Hong Kong bankers share similar optimism about bonuses, with also slightly more than half of them expecting to receive higher bonuses than last year, and only 14 per cent anticipating lower bonuses.

In contrast, 60 per cent of UK bankers believe bonus levels will be down next year.

Globally, the survey showed that equity capital markets and M&A bankers are the most optimistic when it comes to predicting this year's bonuses. A BT report said investment banks in Singapore earned over 45 per cent more in the year to date than in the corresponding period last year, driven by growth in fees in mergers and acquisitions, equity capital markets and debt capital markets. Due to sub-prime woes, debt capital markets and credit-focused bankers are the most pessimistic, said the survey.

Bonuses are not the only thing Singapore bankers are upbeat about, as 42 per cent expect business to improve in the coming year. Bankers from China and Hong Kong are similarly upbeat, with 56 per cent and 41 per cent respectively, forecasting a better 2008.


Asia Big Bonus Swindle

eFinancialCareer.hk, 3 December 2007

Asian bankers account for a growing proportion of bank's profit. But they are still short-changed at bonus time.

This year, the situation looks set to be worse than ever. Most US banks have lost packets through the US sub-prime crisis, meaning profitable local bankers are in danger of subsidising their struggling American colleagues.

Gary Lai, manager of front-office banking at recruiter Robert Walters Singapore, says Hong Kong and Singapore bankers employed at US and European houses are already prepared for the fact that their bonuses will be negatively affected as a result of the sub-prime fallout.

But is the situation really this dire? A recent study by international search firm Options Group found Asian bonuses are likely to rise by up to 5% this year. By comparison, payouts in the US and Europe are predicted to fall 10-15% and 5-10% respectively.

There are rumours that Asian bonus pools have been ring-fenced and won’t be reallocated to subsidise struggling divisions elsewhere. Nader Farahati, director at consultancy Oliver Wyman, told Financial News recently that Asian bonuses will not be reallocated.

John Jessen, the Singapore-based group CEO of headhunter Smith & Jessen, also doubts that Asian bankers will have to subsidise colleagues in the US and Europe.

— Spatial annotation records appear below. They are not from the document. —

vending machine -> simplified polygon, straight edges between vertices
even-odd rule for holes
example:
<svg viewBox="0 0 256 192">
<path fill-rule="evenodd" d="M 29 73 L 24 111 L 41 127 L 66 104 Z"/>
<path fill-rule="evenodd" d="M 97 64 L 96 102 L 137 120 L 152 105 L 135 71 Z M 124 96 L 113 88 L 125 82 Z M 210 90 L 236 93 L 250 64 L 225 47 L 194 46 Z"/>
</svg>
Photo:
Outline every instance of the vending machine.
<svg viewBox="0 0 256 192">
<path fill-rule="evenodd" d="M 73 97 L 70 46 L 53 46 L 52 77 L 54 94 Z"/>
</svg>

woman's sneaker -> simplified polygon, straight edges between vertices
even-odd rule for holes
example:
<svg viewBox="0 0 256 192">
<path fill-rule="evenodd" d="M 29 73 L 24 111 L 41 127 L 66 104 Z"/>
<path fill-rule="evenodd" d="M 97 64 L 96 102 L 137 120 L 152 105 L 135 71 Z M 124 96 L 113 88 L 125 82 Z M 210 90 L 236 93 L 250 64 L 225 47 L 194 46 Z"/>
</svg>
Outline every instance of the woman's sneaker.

Jessen says banks want to protect assets where they make the most money: “Asia is in such a build-out mode that no one wants to let their competition leave them behind.” He expects most hiring investments to flow eastwards in 2008, with trading floors in India set to double or even quadruple in size over the next two to three years.

The sentiments of bankers in other emerging Asian economies such as Indonesia, Thailand and Malaysia also remain positive, says Lai: “The general consensus seems to suggest that their bonuses will be healthier than previous years, as many of these economies started off from a low base and are experiencing strong domestic growth.”